Centorrino prevede di estendere a tutti i dipendenti regolari il paracadute della Regione. Esiste già un fondo che funziona da ammortizzatore sociale per i formatori assunti prima del 31 dicembre 2002 che restano senza lavoro. Chi finisce in esubero resta a casa ma percepisce l’80% della retribuzione netta e i contributi. Centorrino estenderà questa tutela ai lavoratori assunti fino al 31 dicembre 2008, coprendo buona parte degli esuberi che si realizzeranno in questa fase. I sindacati calcolano che almeno un migliaio di lavoratori perderà il posto per effetto della riduzione dei finanziamenti e della decurtazione di fondi agli enti non in regola. Una tutela analoga è allo studio anche per i dipendenti degli sportelli multifunzionali.
L’emendamento prevede anche che i lavoratori che usufruiscono di queste garanzie possano essere impiegati da altri enti pubblici che ne facciano richiesta (ma sempre pagati dalla Regione) e se non accetteranno il trasferimento perderanno ogni tutela. Il tutto però funzionerà per 5 anni e per questo motivo, secondo Giuseppe Raimondi della Uil, «c’è il fondato timore che al termine della garanzia offerta dal fondo il personale finisca disoccupato. E comunque questo fondo va prima finanziato... Le misure di Centorrino non convincono». La Uil ha presentato alcune controproposte e si prepara a indire lo sciopero contro l’accordo firmato dal governo con alcuni sindacati. Centorrino ha replicato invitando gli enti a lavorare a una ristrutturazione interna tagliando i costi di gestione. La manovra dell’assessore fissa per legge quel termine del 31 dicembre 2008 al di là del quale ogni assunzione è irregolare. Un’indagine interna ha rivelato che almeno un migliaio di altri reclutamenti, a vario titolo, sono stati fatti: a questi Centorrino non darà garanzie nè fondi. Un altro emendamento prevede infatti la creazione di un albo unico a esaurimento dove venga iscritto solo il personale assunto prima del 31/12/ 2008 «per porre un limite all’inserimento di nuovi lavoratori».
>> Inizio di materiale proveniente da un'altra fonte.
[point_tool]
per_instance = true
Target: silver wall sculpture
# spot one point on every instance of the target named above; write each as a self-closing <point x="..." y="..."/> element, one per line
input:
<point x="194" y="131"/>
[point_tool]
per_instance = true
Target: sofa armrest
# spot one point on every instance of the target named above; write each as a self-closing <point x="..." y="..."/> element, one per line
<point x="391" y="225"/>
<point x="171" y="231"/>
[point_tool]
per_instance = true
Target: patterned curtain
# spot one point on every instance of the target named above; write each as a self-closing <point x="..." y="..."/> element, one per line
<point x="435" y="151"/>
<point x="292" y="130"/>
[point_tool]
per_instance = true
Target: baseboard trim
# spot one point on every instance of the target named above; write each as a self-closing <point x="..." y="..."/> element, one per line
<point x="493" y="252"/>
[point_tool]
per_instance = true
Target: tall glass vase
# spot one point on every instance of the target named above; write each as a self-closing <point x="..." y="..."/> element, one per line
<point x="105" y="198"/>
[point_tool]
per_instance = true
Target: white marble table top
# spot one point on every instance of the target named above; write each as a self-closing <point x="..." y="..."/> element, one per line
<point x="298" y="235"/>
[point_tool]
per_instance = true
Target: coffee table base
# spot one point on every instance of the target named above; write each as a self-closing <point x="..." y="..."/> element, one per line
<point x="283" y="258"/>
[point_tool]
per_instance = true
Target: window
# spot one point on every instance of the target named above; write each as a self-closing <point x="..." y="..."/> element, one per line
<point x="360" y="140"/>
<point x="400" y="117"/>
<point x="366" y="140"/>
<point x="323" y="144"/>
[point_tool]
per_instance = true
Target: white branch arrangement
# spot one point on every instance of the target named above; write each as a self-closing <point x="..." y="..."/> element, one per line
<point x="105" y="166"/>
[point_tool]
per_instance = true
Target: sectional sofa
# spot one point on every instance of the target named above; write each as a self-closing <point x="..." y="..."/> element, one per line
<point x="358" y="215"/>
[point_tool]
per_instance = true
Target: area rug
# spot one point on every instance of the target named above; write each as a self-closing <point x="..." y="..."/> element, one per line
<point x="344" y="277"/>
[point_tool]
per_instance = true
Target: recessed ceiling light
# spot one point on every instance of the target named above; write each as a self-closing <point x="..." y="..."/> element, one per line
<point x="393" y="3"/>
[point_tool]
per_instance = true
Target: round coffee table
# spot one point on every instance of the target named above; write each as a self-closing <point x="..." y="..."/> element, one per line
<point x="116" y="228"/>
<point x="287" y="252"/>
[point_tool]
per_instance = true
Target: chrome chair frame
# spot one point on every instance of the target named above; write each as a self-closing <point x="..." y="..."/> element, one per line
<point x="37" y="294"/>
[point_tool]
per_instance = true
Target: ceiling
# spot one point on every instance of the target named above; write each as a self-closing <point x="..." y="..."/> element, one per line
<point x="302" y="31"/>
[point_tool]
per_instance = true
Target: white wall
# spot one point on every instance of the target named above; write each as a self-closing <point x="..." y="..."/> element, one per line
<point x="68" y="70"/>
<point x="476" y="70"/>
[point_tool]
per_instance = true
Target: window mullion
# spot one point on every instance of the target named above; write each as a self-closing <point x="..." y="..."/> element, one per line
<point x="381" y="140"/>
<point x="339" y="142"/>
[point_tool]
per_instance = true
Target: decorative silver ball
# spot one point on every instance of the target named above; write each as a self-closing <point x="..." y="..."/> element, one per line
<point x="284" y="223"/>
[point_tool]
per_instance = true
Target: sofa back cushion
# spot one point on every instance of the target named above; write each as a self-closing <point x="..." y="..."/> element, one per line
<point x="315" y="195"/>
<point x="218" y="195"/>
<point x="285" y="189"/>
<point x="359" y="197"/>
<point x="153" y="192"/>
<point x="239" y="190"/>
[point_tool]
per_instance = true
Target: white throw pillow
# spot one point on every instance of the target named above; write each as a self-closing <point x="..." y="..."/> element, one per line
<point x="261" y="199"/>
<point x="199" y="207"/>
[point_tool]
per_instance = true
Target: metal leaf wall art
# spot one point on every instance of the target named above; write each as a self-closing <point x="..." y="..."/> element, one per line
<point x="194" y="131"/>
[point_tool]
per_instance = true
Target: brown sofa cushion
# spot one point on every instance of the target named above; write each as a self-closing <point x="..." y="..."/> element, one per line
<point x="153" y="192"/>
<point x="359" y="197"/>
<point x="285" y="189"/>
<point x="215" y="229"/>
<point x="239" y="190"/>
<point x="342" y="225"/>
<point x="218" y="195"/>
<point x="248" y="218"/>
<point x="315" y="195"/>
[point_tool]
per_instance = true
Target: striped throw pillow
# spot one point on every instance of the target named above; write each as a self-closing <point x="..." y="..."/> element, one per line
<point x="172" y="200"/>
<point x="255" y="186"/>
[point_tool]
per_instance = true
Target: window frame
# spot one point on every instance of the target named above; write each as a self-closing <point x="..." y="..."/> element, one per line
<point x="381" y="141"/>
Resta l’emergenza legata agli 800 lavoratori del Cefop. L’ente non ha ricevuto finanziamenti e in attesa della norma sul fondo di garanzia il personale è senza stipendio. Ieri i dipendenti del Cefop sono scesi in strada: bloccata via Libertà e occupata la Commissione regionale per l’impiego. Centorrino ha anticipato che la soluzione su cui si lavora «è l’amministrazione controllata dell’ente affidata a un magistrato». Michele Pagliaro e Giusto Scozzaro della Cgil lanciano l’allarme «sulle pressioni delle lobby che, usando il bisogno di lavoro in un intreccio tra politica ed enti gestori meno seri, hanno costruito fortune politiche». La Cisl sposa la proposta del fondo di garanzia e dell’albo unico a esaurimento ma invoca anche «incentivi ai prepensionamenti e la riqualificazione dei lavoratori». E per Mario Filippello (Cna) «la formazione va interamente riformata in direzione delle vere esigenze delle imprese e del mercato del lavoro».